Угли медленно потухали. Я закрыл дверцу, сходил домой, взял транзистор и под полой принес его в баню. Утром я слышал программу передач. Где-то около этого времени должны передавать песни Шуберта из цикла «Прекрасная мельничиха». Я хотел устроить Олеше сюрприз на прощание. Поставил приемник в уголок под лавочку и замаскировал старым веником. Закрыл трубу. Угли, подернутые пепельной сединой, еще слабо мерцали, но угару уже не было. Можно мыться. Я пошел домой, достал из чемодана пахнущее свежестью белье, полотенце и двинулся к Олеше. Я думал о том, что, наверное, в старину вот так же, с такой же отрадной, возвышенной и покойной торжественностью ходили мои предки к пасхальной заутрене. Мне было и грустно и радостно. Синее небо, расширенное и впервые по-настоящему вешнее, было необъятно, снег отмякал на дороге. С крыш катилась настоящая весенняя капель. В березах и черемухах таилось предчувствие новизны, последний легкий зимний покой, последний сон. Леса вокруг словно подвинулись ближе к деревне, на конюшне сдержанно ржал конь.
Олеша не спеша слазил на чердак за веником.

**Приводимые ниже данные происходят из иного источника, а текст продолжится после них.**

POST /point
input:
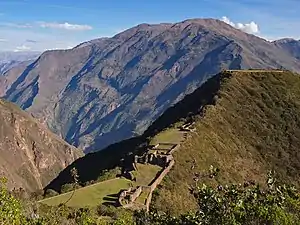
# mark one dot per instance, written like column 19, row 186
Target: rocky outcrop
column 30, row 155
column 110, row 89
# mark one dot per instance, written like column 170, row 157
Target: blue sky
column 51, row 24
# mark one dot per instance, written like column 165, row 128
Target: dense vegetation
column 249, row 126
column 230, row 204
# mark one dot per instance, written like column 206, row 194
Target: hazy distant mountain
column 31, row 156
column 11, row 59
column 290, row 45
column 109, row 89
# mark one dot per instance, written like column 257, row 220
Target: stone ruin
column 188, row 127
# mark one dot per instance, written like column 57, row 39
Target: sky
column 38, row 25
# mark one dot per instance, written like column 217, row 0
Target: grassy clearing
column 93, row 195
column 106, row 191
column 251, row 127
column 145, row 174
column 143, row 197
column 171, row 135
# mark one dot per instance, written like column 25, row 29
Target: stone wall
column 161, row 176
column 128, row 196
column 175, row 148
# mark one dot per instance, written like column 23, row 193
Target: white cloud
column 22, row 48
column 65, row 26
column 16, row 25
column 251, row 28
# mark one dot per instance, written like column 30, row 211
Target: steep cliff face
column 9, row 60
column 110, row 89
column 290, row 45
column 30, row 155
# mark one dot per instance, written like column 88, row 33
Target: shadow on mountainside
column 91, row 166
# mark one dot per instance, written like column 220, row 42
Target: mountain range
column 111, row 89
column 31, row 155
column 9, row 60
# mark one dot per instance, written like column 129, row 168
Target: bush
column 50, row 193
column 246, row 204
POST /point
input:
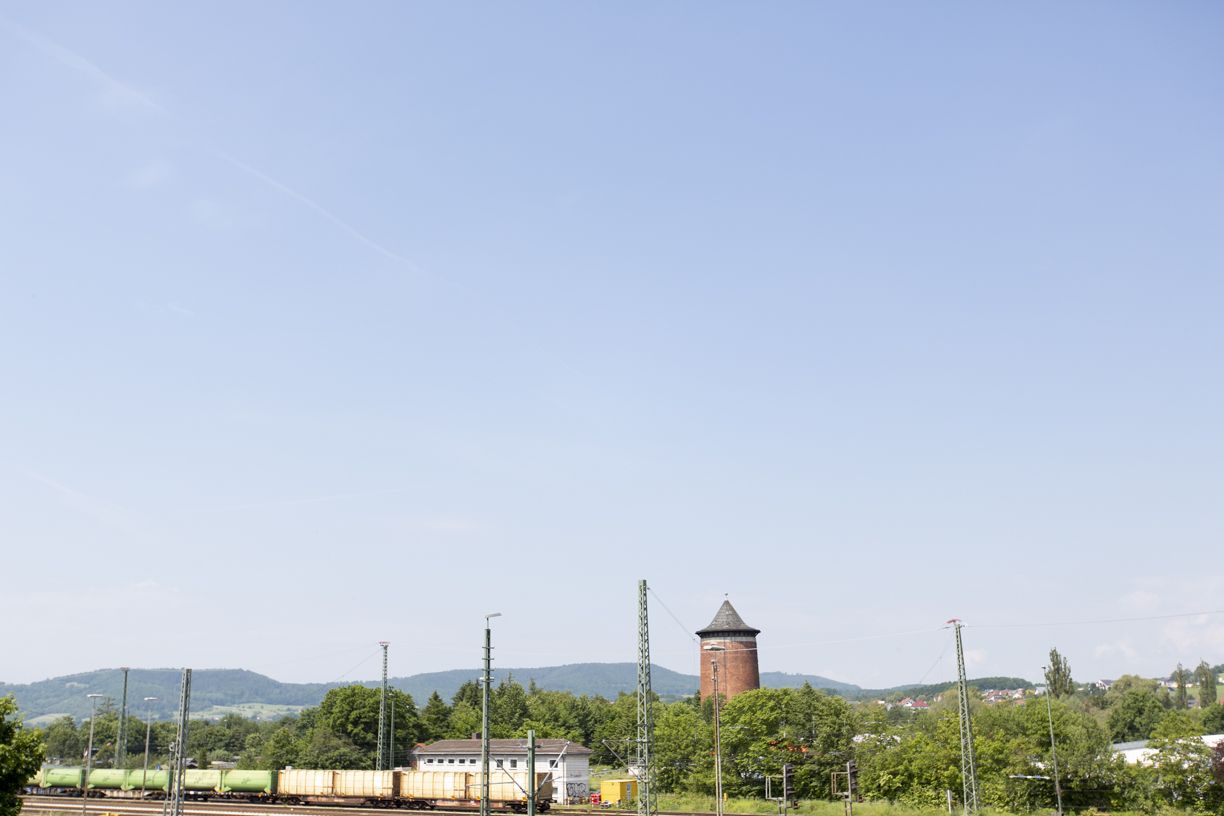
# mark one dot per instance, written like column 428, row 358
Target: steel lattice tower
column 121, row 737
column 645, row 716
column 174, row 797
column 382, row 715
column 968, row 765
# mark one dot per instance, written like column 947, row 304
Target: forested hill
column 214, row 691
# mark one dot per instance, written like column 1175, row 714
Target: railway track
column 97, row 806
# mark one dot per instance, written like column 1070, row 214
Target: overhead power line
column 1098, row 620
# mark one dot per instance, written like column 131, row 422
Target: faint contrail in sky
column 307, row 499
column 76, row 61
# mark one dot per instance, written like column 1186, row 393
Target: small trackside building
column 568, row 762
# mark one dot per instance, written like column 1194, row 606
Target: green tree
column 1058, row 675
column 508, row 708
column 64, row 743
column 1135, row 707
column 464, row 721
column 683, row 748
column 279, row 749
column 1184, row 773
column 1208, row 694
column 21, row 754
column 764, row 729
column 469, row 693
column 1180, row 678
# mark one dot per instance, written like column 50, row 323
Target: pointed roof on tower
column 727, row 622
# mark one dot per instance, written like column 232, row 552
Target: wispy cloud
column 151, row 175
column 98, row 509
column 115, row 89
column 126, row 92
column 306, row 499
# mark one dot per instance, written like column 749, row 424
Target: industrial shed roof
column 503, row 746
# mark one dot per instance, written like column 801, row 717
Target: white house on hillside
column 568, row 762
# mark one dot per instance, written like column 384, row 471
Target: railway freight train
column 415, row 789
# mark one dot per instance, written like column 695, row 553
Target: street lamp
column 88, row 754
column 148, row 730
column 484, row 716
column 1054, row 754
column 717, row 730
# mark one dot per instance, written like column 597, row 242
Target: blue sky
column 333, row 324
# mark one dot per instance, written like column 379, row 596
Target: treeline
column 903, row 756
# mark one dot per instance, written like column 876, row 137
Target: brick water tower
column 735, row 649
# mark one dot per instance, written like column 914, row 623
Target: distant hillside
column 209, row 688
column 216, row 691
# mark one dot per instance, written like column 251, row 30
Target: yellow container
column 615, row 792
column 305, row 782
column 366, row 784
column 436, row 784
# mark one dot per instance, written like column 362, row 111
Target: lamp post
column 1054, row 754
column 484, row 717
column 88, row 754
column 717, row 730
column 148, row 732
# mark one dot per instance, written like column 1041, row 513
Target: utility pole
column 717, row 734
column 644, row 757
column 174, row 797
column 382, row 715
column 88, row 752
column 968, row 765
column 1054, row 754
column 148, row 732
column 484, row 715
column 531, row 792
column 121, row 737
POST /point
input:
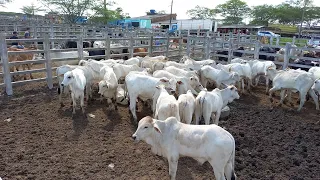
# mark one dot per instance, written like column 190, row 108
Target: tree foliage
column 71, row 9
column 103, row 12
column 234, row 11
column 201, row 13
column 31, row 10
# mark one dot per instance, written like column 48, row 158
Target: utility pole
column 302, row 18
column 170, row 15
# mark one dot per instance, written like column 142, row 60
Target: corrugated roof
column 239, row 26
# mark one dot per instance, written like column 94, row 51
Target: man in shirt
column 15, row 36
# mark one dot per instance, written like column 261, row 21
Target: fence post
column 256, row 50
column 107, row 48
column 131, row 46
column 286, row 56
column 278, row 40
column 80, row 47
column 150, row 44
column 293, row 40
column 5, row 65
column 168, row 44
column 46, row 47
column 207, row 45
column 188, row 45
column 230, row 51
column 180, row 45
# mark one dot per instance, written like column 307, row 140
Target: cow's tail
column 232, row 159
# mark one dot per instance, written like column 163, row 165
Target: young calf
column 166, row 106
column 172, row 139
column 76, row 81
column 186, row 107
column 208, row 103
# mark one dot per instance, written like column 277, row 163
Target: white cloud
column 138, row 7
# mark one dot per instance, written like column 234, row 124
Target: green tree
column 103, row 14
column 3, row 2
column 263, row 15
column 31, row 10
column 71, row 9
column 201, row 13
column 234, row 11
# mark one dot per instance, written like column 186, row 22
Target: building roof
column 151, row 16
column 168, row 22
column 240, row 26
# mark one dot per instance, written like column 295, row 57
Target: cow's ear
column 156, row 127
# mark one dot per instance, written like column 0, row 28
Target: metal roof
column 240, row 26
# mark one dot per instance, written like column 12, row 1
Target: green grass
column 285, row 28
column 284, row 40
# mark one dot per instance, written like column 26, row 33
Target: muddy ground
column 44, row 142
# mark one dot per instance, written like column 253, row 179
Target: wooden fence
column 199, row 47
column 48, row 48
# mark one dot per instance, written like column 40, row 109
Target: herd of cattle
column 178, row 95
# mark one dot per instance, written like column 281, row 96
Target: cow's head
column 146, row 127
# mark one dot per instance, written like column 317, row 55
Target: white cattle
column 76, row 81
column 292, row 80
column 122, row 70
column 132, row 61
column 315, row 71
column 186, row 107
column 64, row 55
column 181, row 72
column 208, row 103
column 167, row 105
column 259, row 68
column 109, row 85
column 172, row 139
column 144, row 87
column 218, row 76
column 244, row 71
column 175, row 64
column 183, row 83
column 60, row 71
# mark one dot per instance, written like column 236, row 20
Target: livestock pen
column 40, row 140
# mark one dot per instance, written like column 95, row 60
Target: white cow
column 60, row 71
column 292, row 80
column 122, row 70
column 218, row 76
column 208, row 103
column 183, row 83
column 172, row 139
column 76, row 81
column 186, row 107
column 181, row 72
column 109, row 85
column 167, row 105
column 144, row 87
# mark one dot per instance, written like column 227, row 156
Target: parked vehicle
column 268, row 34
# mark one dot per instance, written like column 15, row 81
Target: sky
column 137, row 8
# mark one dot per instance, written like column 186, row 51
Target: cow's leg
column 314, row 97
column 74, row 105
column 173, row 166
column 133, row 104
column 218, row 169
column 29, row 68
column 302, row 99
column 218, row 113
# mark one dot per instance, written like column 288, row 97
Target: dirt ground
column 44, row 142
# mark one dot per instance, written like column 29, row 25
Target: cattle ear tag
column 156, row 127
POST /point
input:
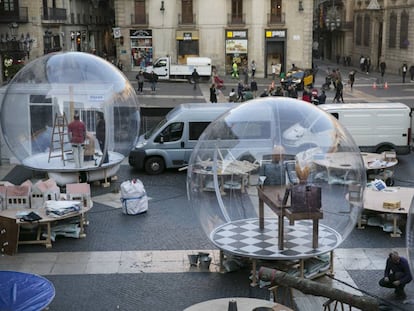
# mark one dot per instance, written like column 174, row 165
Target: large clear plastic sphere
column 46, row 94
column 292, row 156
column 410, row 235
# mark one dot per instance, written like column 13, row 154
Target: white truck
column 165, row 70
column 375, row 127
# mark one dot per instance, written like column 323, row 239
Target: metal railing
column 53, row 14
column 236, row 19
column 186, row 19
column 21, row 17
column 273, row 19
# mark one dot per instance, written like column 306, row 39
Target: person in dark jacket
column 322, row 98
column 101, row 134
column 213, row 93
column 396, row 274
column 195, row 77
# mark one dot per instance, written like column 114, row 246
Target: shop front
column 141, row 48
column 275, row 51
column 187, row 45
column 236, row 49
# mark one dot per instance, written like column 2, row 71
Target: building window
column 358, row 30
column 367, row 30
column 237, row 11
column 404, row 43
column 392, row 43
column 187, row 11
column 8, row 5
column 140, row 12
column 276, row 11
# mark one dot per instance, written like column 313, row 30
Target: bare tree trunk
column 280, row 278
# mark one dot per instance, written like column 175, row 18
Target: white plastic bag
column 133, row 197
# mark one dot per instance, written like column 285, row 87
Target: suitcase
column 133, row 197
column 305, row 198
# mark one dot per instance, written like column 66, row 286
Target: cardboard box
column 391, row 204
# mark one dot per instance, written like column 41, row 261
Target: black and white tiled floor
column 245, row 238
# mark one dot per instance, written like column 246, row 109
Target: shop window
column 275, row 11
column 358, row 31
column 404, row 43
column 367, row 29
column 392, row 43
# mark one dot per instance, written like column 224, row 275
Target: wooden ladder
column 59, row 133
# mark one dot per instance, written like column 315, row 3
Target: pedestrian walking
column 396, row 274
column 362, row 63
column 100, row 136
column 383, row 66
column 253, row 68
column 404, row 71
column 213, row 93
column 351, row 77
column 253, row 87
column 240, row 89
column 232, row 96
column 235, row 71
column 273, row 71
column 140, row 80
column 411, row 73
column 339, row 91
column 322, row 98
column 153, row 79
column 194, row 78
column 246, row 74
column 77, row 136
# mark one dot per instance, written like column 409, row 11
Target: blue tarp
column 24, row 291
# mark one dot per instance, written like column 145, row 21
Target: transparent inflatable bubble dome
column 276, row 178
column 410, row 235
column 46, row 94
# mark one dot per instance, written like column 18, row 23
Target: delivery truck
column 165, row 70
column 375, row 127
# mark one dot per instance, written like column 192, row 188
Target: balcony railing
column 273, row 19
column 17, row 17
column 236, row 19
column 53, row 14
column 184, row 20
column 139, row 19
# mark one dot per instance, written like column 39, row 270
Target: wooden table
column 46, row 221
column 242, row 169
column 243, row 304
column 273, row 196
column 374, row 200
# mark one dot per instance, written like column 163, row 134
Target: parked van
column 170, row 143
column 375, row 127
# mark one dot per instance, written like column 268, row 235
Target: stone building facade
column 384, row 31
column 30, row 29
column 266, row 31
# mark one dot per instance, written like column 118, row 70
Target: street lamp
column 13, row 30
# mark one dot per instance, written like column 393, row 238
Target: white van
column 170, row 143
column 375, row 127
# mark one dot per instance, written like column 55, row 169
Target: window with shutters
column 404, row 43
column 140, row 13
column 392, row 43
column 275, row 11
column 187, row 11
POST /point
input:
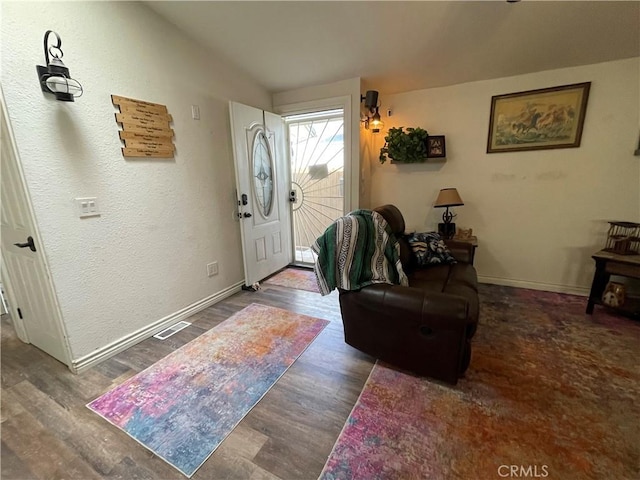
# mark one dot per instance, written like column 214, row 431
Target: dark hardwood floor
column 48, row 433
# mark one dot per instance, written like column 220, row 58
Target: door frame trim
column 56, row 314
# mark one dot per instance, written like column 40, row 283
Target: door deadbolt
column 29, row 243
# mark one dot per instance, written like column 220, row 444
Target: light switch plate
column 87, row 207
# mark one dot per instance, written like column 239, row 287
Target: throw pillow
column 429, row 249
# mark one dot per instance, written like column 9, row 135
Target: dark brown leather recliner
column 426, row 327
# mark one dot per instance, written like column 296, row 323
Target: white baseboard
column 570, row 289
column 81, row 364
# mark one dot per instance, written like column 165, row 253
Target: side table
column 607, row 264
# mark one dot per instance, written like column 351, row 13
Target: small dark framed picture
column 436, row 147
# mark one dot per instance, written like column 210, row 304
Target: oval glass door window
column 263, row 173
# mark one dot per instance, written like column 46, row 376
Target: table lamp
column 448, row 197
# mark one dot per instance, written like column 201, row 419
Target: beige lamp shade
column 448, row 197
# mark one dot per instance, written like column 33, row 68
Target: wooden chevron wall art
column 146, row 129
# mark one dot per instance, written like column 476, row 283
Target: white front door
column 262, row 179
column 31, row 298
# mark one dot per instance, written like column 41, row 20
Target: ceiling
column 399, row 46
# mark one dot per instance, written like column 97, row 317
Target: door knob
column 29, row 243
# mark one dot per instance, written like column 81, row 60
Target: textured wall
column 538, row 215
column 162, row 220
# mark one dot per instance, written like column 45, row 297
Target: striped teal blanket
column 355, row 251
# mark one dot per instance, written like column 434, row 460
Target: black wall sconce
column 373, row 122
column 55, row 77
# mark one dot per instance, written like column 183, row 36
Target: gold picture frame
column 538, row 119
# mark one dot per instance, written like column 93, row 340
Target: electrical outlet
column 212, row 269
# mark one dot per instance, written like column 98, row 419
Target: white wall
column 293, row 100
column 162, row 221
column 538, row 215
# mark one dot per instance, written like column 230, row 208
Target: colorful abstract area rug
column 295, row 278
column 550, row 393
column 182, row 407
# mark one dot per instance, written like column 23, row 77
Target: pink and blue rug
column 182, row 407
column 550, row 393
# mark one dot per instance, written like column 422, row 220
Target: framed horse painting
column 538, row 119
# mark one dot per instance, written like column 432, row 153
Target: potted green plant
column 408, row 146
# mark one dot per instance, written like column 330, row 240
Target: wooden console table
column 608, row 264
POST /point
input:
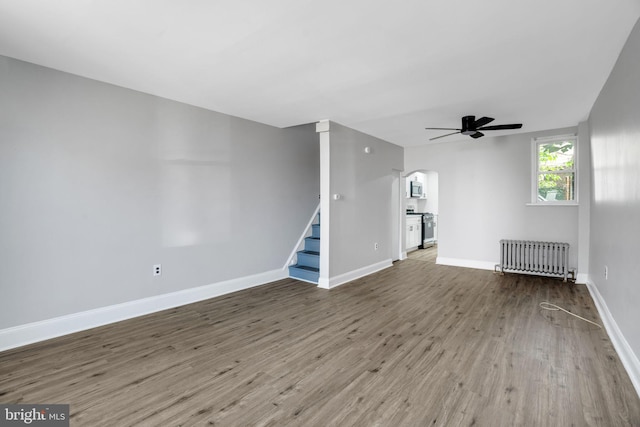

Вероятно, нет ничего лучше в мире прохладного предбанника, где пахнет каленой сосной и горьковатым застенным зноем. Летним, зеленым, еще не распаренным, сухим, но таящим запахи июня березовым веником. Землей, оттаявшей под полом каменки. Какой-то родимой древностью. Тающим, снежным холодом… Своим же потом и собственной кожей…
Так. Первым делом надо повесить фуфайку. Покурить, разуться, слегка замерзнуть…
Олеша еще ходил около бани, разглядывал свою работу. Но я уже сидел на полке в сухом, легком и ровном жару и вздрагивал от подкожного холода.
– Добро, парень, добро протопил. – Олеша сел на порог и не торопясь, истово снял валенок, поглядел на запяток. – Ишь, мать честная, вроде и подшивал-то недавно. Париться-то будешь?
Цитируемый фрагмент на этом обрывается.